Condominium Insurance vs Renters Insurance
The differences between condominium insurance and renters insurance underscore the key differences between condo ownership and renting.
Renting is ideal for individuals and families:
- Who don’t plan to stay in the same area very long
- Looking for minimal responsibilities and costs
- Who do not view their living situation as a long-term investment
As opposed to renting an apartment, getting a condo:
- Costs more upfront
- Costs more to maintain and insure
- Places more demands on the resident
- Makes it less easy to pick up and move
But, as their insurance requirements emphasize, condos do offer the opportunity for property ownership. They enable residents to enjoy many of the benefits of apartment living while also cashing in on the advantages of home equity that homebuyers have access to.
Taking insurance issues and costs into account when choosing between an apartment and a condo can give you a clearer idea of your:
- Best options
How to Get the Best Insurance Quotes
Make the best decisions by starting with the most accurate insurance quotes. First, look at the most common risks and insurance solutions to see where you may need extra coverage.
This can help you determine what you need in a policy. It can also make it easier to conduct apples-to-apples comparisons between condo and renters policies or between policies from different providers.
Second, take a good look at the landlord and HOA policies for properties you are interested in. This can help you understand where there are coverage gaps and further inform your policy choices.

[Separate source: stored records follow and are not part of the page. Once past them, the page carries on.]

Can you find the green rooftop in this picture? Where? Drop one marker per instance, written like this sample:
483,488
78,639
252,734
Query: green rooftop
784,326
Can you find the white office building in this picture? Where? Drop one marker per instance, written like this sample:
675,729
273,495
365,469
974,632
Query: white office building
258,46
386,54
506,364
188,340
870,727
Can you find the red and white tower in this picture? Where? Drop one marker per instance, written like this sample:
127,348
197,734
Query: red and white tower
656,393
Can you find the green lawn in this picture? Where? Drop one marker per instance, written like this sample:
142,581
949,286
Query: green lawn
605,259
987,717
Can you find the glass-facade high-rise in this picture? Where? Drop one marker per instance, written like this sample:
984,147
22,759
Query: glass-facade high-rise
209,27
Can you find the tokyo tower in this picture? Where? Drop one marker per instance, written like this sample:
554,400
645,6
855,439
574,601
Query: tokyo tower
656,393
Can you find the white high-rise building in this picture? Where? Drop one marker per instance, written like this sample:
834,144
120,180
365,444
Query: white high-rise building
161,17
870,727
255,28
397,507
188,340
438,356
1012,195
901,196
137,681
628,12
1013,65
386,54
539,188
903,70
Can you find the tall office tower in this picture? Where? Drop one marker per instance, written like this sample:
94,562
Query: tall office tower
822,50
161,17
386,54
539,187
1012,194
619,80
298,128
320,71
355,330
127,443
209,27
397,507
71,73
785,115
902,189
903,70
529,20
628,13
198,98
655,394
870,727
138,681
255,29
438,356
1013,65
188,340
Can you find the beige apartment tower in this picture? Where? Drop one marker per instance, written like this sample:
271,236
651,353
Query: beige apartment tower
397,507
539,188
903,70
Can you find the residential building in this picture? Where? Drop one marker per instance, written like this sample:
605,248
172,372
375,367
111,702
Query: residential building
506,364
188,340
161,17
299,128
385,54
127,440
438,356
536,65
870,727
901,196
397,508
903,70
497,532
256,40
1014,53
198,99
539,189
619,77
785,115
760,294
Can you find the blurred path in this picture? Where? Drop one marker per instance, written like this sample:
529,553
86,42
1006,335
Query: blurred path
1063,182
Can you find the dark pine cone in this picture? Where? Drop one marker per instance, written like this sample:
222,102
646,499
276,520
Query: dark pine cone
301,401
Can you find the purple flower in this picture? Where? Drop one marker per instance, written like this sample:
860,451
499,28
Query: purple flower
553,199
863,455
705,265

Third, conduct an inventory of your belongings. This will show you:
- What you own that is not adequately covered under standard coverage limits
- How much additional coverage you need
- What kind of documentation you need to get that coverage (if any)
- What items you own may need special storage or other considerations to properly protect them
Fourth, talk to an experienced agent about your needs. While modern technology makes it easy to shop online, experienced agents can help you identify solutions and powerful options you may not be aware of or find on your own. Their guidance can help you get the best quotes, the best coverage, and the best results.